Our first snag was that some VoIP hardware that was supposed to be waiting for Tim at the hotel wasn't there. Since that gear wasn't absolutely critical to the project and since we had another week to get it through, we didn't worry too much just yet. We left Auckland on a Saturday morning and arrived at Hanan International Airport in Alofi on a Friday afternoon. (Hanan's terminal building is a lot like Black Rock City's terminal building, just with pavement.)

About an hour later we hit our second snag: our GSM cargo, the BTS, antenna and cables, had not been on the airplane. It would be at least a week before we installed a BTS. At least we had a couple of Nanostation-5 radios and plenty of time for site prep, right?

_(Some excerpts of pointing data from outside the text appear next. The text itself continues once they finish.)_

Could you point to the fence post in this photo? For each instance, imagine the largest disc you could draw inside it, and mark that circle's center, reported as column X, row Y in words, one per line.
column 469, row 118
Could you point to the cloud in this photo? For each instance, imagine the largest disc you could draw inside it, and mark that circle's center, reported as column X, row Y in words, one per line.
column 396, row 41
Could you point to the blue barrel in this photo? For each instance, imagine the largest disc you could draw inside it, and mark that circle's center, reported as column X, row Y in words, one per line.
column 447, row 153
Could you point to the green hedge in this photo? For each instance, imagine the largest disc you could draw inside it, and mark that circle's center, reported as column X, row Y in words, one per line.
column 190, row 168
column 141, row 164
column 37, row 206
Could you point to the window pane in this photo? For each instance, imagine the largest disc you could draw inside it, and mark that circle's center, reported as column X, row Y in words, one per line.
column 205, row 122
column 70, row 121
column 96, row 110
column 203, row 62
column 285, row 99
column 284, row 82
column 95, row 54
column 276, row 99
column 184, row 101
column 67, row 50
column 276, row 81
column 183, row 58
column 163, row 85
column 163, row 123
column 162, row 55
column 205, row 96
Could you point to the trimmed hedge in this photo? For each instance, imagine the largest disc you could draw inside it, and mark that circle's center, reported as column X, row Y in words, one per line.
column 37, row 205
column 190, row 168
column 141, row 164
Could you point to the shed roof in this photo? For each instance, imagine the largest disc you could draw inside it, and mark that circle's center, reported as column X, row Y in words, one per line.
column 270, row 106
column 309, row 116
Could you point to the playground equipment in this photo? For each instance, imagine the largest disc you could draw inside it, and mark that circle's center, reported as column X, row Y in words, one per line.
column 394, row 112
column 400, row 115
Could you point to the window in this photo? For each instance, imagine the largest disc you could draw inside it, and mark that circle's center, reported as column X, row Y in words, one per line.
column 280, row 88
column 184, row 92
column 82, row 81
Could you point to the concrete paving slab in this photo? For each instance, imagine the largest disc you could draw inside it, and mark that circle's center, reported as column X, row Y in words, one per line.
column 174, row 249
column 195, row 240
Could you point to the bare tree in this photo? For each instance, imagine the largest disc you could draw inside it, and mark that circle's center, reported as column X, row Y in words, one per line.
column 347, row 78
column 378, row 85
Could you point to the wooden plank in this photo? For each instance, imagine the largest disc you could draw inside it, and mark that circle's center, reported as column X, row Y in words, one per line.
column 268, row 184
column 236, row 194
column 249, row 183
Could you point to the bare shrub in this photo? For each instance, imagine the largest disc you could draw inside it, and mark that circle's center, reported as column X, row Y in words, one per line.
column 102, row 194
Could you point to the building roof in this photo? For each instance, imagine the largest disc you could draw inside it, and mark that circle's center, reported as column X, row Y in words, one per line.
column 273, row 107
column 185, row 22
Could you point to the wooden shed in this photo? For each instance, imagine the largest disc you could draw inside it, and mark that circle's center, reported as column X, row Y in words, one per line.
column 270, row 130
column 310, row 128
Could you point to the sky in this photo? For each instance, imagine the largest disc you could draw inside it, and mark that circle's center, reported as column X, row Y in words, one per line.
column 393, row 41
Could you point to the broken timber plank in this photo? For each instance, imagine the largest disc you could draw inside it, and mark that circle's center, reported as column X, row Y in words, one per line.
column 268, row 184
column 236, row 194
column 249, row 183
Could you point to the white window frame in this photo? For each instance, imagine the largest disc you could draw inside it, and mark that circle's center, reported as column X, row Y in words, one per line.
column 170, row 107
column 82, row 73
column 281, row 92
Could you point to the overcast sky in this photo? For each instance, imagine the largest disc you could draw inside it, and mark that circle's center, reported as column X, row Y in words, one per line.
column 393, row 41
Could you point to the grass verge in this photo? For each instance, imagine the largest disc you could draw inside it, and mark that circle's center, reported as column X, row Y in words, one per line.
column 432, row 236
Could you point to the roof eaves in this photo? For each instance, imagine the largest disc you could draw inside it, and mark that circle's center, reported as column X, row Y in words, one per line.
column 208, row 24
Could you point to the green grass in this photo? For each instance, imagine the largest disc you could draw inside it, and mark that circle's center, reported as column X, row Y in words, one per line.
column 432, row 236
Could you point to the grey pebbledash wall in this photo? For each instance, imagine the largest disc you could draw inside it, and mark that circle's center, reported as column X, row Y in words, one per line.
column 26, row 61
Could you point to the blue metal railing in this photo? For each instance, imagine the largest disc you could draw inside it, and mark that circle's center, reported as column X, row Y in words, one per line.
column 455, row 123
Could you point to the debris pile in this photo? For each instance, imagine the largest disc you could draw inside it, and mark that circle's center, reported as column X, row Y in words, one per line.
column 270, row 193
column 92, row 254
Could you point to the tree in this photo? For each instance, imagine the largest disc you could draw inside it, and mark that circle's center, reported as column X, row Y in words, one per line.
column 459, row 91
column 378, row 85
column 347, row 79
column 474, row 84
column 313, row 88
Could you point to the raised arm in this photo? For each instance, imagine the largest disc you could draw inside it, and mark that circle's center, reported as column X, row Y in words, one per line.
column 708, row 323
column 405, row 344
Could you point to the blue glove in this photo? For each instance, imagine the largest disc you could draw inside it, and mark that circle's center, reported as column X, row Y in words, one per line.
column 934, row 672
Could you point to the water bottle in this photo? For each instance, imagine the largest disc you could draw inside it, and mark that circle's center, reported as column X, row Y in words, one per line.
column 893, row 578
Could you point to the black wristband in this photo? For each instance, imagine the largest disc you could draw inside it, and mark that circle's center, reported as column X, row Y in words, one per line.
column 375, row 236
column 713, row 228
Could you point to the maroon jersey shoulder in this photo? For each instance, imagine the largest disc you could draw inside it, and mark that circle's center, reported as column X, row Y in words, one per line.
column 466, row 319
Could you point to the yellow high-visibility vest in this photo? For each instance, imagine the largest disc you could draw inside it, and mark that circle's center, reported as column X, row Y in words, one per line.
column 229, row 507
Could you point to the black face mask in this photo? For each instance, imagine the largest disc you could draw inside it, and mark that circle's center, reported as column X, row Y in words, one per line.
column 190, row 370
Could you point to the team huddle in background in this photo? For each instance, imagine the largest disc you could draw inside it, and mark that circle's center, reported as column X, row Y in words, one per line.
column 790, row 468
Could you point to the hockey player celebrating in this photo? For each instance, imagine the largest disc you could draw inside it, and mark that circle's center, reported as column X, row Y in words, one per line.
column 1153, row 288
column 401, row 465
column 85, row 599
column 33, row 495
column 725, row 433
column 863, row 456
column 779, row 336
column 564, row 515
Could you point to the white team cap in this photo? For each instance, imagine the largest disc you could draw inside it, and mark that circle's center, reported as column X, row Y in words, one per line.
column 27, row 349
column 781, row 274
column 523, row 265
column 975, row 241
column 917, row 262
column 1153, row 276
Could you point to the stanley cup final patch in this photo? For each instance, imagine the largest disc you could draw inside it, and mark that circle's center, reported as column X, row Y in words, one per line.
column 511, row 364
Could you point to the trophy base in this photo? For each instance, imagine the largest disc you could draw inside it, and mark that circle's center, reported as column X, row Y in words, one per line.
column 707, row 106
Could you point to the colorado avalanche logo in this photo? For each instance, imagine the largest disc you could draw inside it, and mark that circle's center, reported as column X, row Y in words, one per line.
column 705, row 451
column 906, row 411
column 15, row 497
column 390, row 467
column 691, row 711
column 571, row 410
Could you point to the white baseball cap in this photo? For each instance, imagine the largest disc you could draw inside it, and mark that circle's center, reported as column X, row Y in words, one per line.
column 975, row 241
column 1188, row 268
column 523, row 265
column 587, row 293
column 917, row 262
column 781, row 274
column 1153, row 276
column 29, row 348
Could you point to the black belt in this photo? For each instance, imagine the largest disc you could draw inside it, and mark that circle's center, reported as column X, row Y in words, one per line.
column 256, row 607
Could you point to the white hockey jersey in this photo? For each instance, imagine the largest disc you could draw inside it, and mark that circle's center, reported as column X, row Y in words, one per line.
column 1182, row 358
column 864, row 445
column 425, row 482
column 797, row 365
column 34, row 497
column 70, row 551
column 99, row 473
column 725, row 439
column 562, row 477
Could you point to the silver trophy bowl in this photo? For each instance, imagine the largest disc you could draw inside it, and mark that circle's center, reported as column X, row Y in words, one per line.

After verifying that our cargo really was stuck in Auckland for another week, we went to a meeting with the acting Premier, the Director of Telecommunications, the project's private funder, the Director of Economic Development and an infrastructure consultant from the New Zealand Commissioner's office. We proposed our newly-improvised schedule for the week, a "prep" schedule intended to allow fast installation of the BTS as soon as it arrives. We talked about risks: the risk of our cargo missing next week's flight, Tim's ideas about how to connect the BTS to anything else if his Xorcom box never shows up, and some concerns we had about the mechanical details the installation site. We had not changed clothes since arriving, so we met the acting head of state in blue jeans and golf shirts. As we walked out someone said we "didn't need to dress up next time".

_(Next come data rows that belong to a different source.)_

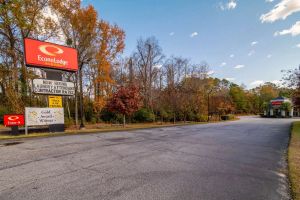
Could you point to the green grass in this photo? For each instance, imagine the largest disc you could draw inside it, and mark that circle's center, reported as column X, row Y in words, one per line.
column 102, row 128
column 98, row 129
column 294, row 160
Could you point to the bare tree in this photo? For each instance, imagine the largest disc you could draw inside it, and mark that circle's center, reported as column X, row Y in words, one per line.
column 148, row 59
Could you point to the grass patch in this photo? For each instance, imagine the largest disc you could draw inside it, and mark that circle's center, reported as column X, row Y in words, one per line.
column 294, row 160
column 104, row 128
column 96, row 128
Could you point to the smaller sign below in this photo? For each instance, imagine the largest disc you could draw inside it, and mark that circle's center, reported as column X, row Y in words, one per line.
column 14, row 120
column 44, row 116
column 55, row 101
column 276, row 103
column 44, row 86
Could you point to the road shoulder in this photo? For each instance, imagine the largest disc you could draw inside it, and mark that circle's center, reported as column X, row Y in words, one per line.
column 294, row 160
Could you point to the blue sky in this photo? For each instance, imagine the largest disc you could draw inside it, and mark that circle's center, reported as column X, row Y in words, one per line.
column 246, row 41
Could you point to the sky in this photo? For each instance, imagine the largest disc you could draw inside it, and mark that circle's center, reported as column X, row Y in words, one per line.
column 245, row 41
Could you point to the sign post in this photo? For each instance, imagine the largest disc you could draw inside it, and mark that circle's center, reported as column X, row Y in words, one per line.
column 51, row 87
column 55, row 101
column 14, row 121
column 45, row 116
column 53, row 59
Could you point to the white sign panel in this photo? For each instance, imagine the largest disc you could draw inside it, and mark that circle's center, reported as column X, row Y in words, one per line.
column 43, row 86
column 43, row 116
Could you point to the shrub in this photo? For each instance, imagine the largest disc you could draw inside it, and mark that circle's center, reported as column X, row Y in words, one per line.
column 69, row 122
column 227, row 117
column 144, row 115
column 3, row 111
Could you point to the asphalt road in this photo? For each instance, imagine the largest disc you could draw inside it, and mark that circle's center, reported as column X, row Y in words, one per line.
column 234, row 160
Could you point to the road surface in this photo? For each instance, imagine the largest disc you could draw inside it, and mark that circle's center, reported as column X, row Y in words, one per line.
column 234, row 160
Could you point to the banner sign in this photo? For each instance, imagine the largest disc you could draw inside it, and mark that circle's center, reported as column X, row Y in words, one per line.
column 55, row 101
column 49, row 55
column 43, row 86
column 276, row 103
column 13, row 120
column 43, row 116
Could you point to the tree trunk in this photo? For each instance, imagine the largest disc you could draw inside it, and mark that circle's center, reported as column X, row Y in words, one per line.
column 124, row 121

It was a bad start, but not a disaster. If we could have the installation site, backhaul and PBX ready by Friday and then work through the weekend, we might still have a working GSM system by the next Monday.

07 March 2010


"FAKALOFA LAHI ATU! Please respond with your provisioning code..."

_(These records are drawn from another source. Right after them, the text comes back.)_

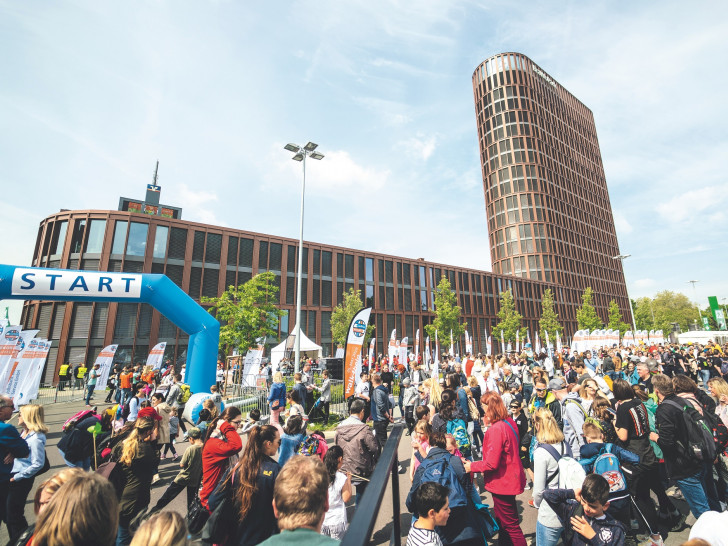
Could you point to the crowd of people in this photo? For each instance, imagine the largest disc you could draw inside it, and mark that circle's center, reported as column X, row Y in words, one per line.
column 606, row 441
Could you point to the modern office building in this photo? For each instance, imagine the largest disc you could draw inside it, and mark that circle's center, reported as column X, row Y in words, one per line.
column 549, row 219
column 549, row 215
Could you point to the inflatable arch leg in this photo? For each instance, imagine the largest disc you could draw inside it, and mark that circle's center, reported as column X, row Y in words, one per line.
column 38, row 283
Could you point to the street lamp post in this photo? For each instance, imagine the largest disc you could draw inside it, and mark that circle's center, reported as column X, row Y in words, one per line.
column 301, row 153
column 621, row 258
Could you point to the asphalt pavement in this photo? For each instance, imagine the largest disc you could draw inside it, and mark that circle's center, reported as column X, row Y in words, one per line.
column 56, row 415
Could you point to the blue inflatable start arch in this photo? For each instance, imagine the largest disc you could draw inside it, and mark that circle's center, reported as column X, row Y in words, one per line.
column 38, row 283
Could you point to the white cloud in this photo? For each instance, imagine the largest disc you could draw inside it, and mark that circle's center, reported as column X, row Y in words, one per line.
column 419, row 147
column 690, row 204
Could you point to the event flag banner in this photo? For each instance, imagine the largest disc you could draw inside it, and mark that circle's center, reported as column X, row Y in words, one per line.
column 104, row 360
column 8, row 339
column 393, row 347
column 251, row 363
column 20, row 368
column 403, row 351
column 28, row 389
column 156, row 355
column 22, row 339
column 352, row 352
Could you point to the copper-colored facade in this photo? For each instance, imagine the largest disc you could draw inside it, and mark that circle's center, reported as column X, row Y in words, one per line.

There is now an OpenBTS pilot site in Niue, installed with the cooperation of Telecom Niue under a license from the government. The system is still in a closed evaluation, but when the evaluation phase ends the Niue system will probably be the first OpenBTS installation to provide common-carrier service to the general public. This is a very big step for the project and will bring a much-missed service to the residents, many of whom already own GSM handsets when they travel in New Zealand. It will be a learning process for everyone involved.

Installation took two weeks and is still incomplete, mostly due to customs delays in New Zealand and incomplete documentation on the installation site. We also had serious problems coordinating spectrum with a large public wifi system who's operators seem to think that they can use whatever spectrum they want without consulting the regulators. I would have blogged about all of this on the spot, but the public internet service was unusable most of the time we were there. (Naturally, they blamed us. More on that later. UPDATED BONUS: They are STILL BLAMING US.) If you need a blog fix right away though, Tim Panton managed to squeeze a posting out.

The short status summary is this: Telecom Niue's technicians put a 13 dBi sector antenna about 53 meters up on a platform. From there, we should be able to get reasonably good coverage over Alofi, 3-5 km away, once the wifi people quit jamming our uplink with their unlicensed 900 MHz gear. We managed to make a few international calls from cellphones in Alofi and we sent a lot of text messages among ourselves around the island. We look forward to working with Telecom Niue over the next few weeks to get the system better configured and tied-in to their existing wireline switch. The details will follow over the next few days.

I also want to say that most of the people we encountered in Niue were remarkably nice to us and that the natural beauty of the island's coastline is stunning ... even for someone who lives in California.

(Kone Magatogia setting the antenna, 53 meters AGL. Thanks to Toki Talagi for this photo.)